Richard Dean doesn’t like to talk about supply chains. He prefers supply chain network, community or ecosystem.
“The world does not work like a chain. It works like a community,” said Dean, chief marketing officer at cloud-based software vendor One Network. “The chain metaphor suggests sequential links. In a community, the members work together for individual and mutual benefit.”
This interconnectedness is reflected in One Network’s cloud-based supply chain network, which allows trading partners to share and monitor information with each other and their partners and connections, and to synchronize business processes and events from point of sale to raw materials sourcing.
One Network has partnered with the University of North Texas on a research project that seeks to expand the understanding of how companies can leverage real-time information on demand to determine their “theoretical minimum inventory” — the smallest stockpiles they can maintain without jeopardizing service or sacrificing sales growth.
It’s a potentially groundbreaking project with an ambitious goal: “to determine the theoretical minimum inventories in any supply chain ecosystem, presuming all information latency is eliminated, while asset availability and performance are optimized.”
Information latency is the lag in communicating information through supply networks. “We differentiate between physical and informational lead time,” Dean said. “Once you take out the information latency, you can take out more physical lead time. That takes you to your theoretical inventory minimums.”
Don’t be put off by the word “theoretical.” This research has solid dollars-and-cents relevance, said Wesley Randall, assistant professor of logistics at North Texas and leader of the research effort. “It’s very real,” he said. “There’s a tremendous amount of waste in supply chains. If companies can get real-time data that is actionable and allows them to understand their true minimum inventory levels, it could be a game-changer.”
Companies have long touted just-in-time supply chains’ role in minimizing inventory, but One Network CEO Greg Brady says there’s much to be done. “Despite all the major technology investments over the past 20 years, supply chain performance has failed to measurably improve, and in many cases has gotten worse. Even the best supply chains still operate with massive amounts of inventory,” Brady said when the research project was announced last spring. “The results of this research will bring into sharp focus the causes of this stagnation and more importantly, what can be done about it.”
The University of North Texas research into theoretical minimum inventory is related to what One Network does for companies such as Del Monte Foods.
Using the computer cloud, One Network captures details on lead times, manufacturing frequency, batch sizes, ordering policies and other data that are crunched by algorithms and demand signals to automatically adjust inventories at each level of partners’ supply chain networks.
For example, if a retailer expects to sell a certain number of lawnmowers, the information is shared not only with the supplier and manufacturer but also with their suppliers — and in a format they can use. Retail orders for 1,000 lawnmowers are translated into orders that tell suppliers the exact number of nuts, bolts and carburetors that will be needed and when they’re needed.
Squeezing out information latency allows partners in the supply network to base decisions on actual demand instead of forecasts, Dean said. “All forecasts contain errors,” he said.
In a retailer’s typical supply chain, a point-of-sale forecast is passed upstream to a series of vendors and suppliers, each of which makes its own forecast.

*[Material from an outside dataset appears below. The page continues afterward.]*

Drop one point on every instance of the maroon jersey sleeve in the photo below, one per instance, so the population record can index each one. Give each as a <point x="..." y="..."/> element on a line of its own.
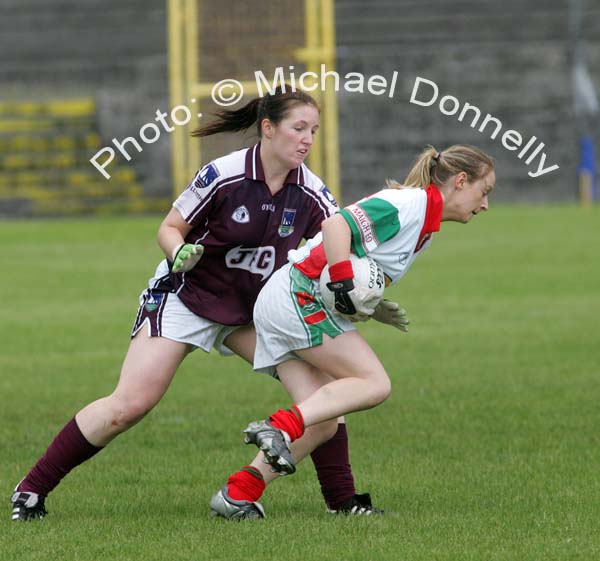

Inevitably, forecast errors are introduced at each step, and are magnified by delays. By the time the information reaches the start of the supply chain, it’s a classic “bullwhip” effect.
To hedge against uncertainty, companies build more inventory than they’d need if they knew exactly what and when their customer would need it.

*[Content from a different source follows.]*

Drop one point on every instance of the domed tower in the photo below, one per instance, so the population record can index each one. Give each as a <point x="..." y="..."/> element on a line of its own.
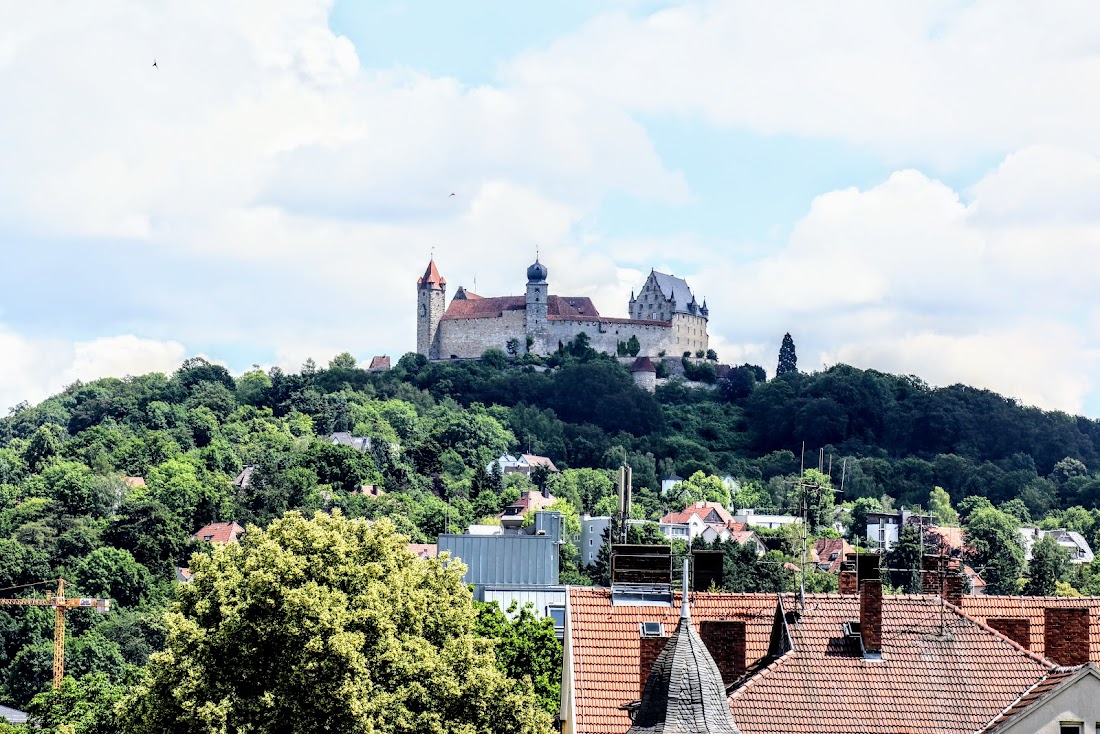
<point x="431" y="300"/>
<point x="537" y="309"/>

The University of North Texas research couples software such as One Network’s with an algorithm that quantifies the time needed to transmit relevant information throughout a supply chain network. The idea is to help companies leverage up-to-the-minute information to determine how close they want to come to theoretical minimum inventory.

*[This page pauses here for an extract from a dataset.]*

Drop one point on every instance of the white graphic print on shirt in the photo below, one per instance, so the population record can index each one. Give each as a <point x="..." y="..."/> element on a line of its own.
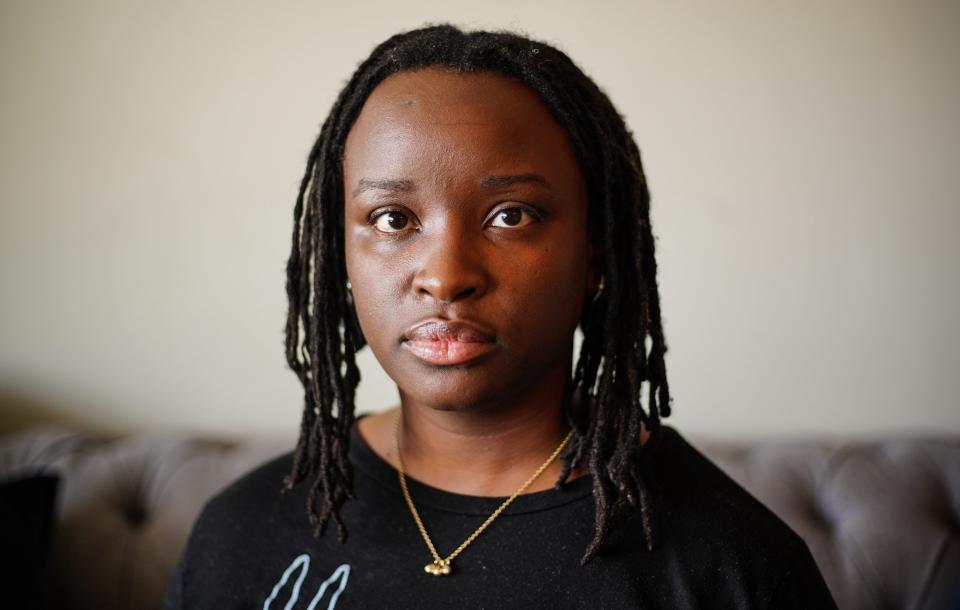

“We’re taking software that is almost agnostic, coupled with a thought process,” Randall said. The software prompts a series of questions: What’s the demand? Variance of demand? Lead time? Standard deviation? The answers, coupled with the software solution, “allow you to see in very high fidelity the results of your supply chain processes.”
Some companies may decide that they’d rather spend more on inventory to ensure good customer service or to increase chances for future sales. But at least they’ll understand the tradeoffs involved, Randall said.
Cloud-based software makes it possible “to quantify the current inventory versus the theoretical minimum inventory, and to translate that into dollar signs,” Randall said. “That is very powerful at the CEO and CFO level.”
Randall’s North Texas team includes specialists in logistics, marketing, information technology and decision sciences. Their research so far has been based on companies’ information and observations. The next step would be to develop additional data that would allow researchers to develop a basic theorem that companies can use to determine their theoretical minimum inventories.
“We’d like to use these numbers to find out whether there are some large-scale relationships in the corporate data that we could gain some insight from,” Randall said. “If you assume real-time access to data and then you bring in this idea of theoretical minimums, you can see how much inventory you can pull out of your supply chain. From our perspective, it’s a lot.”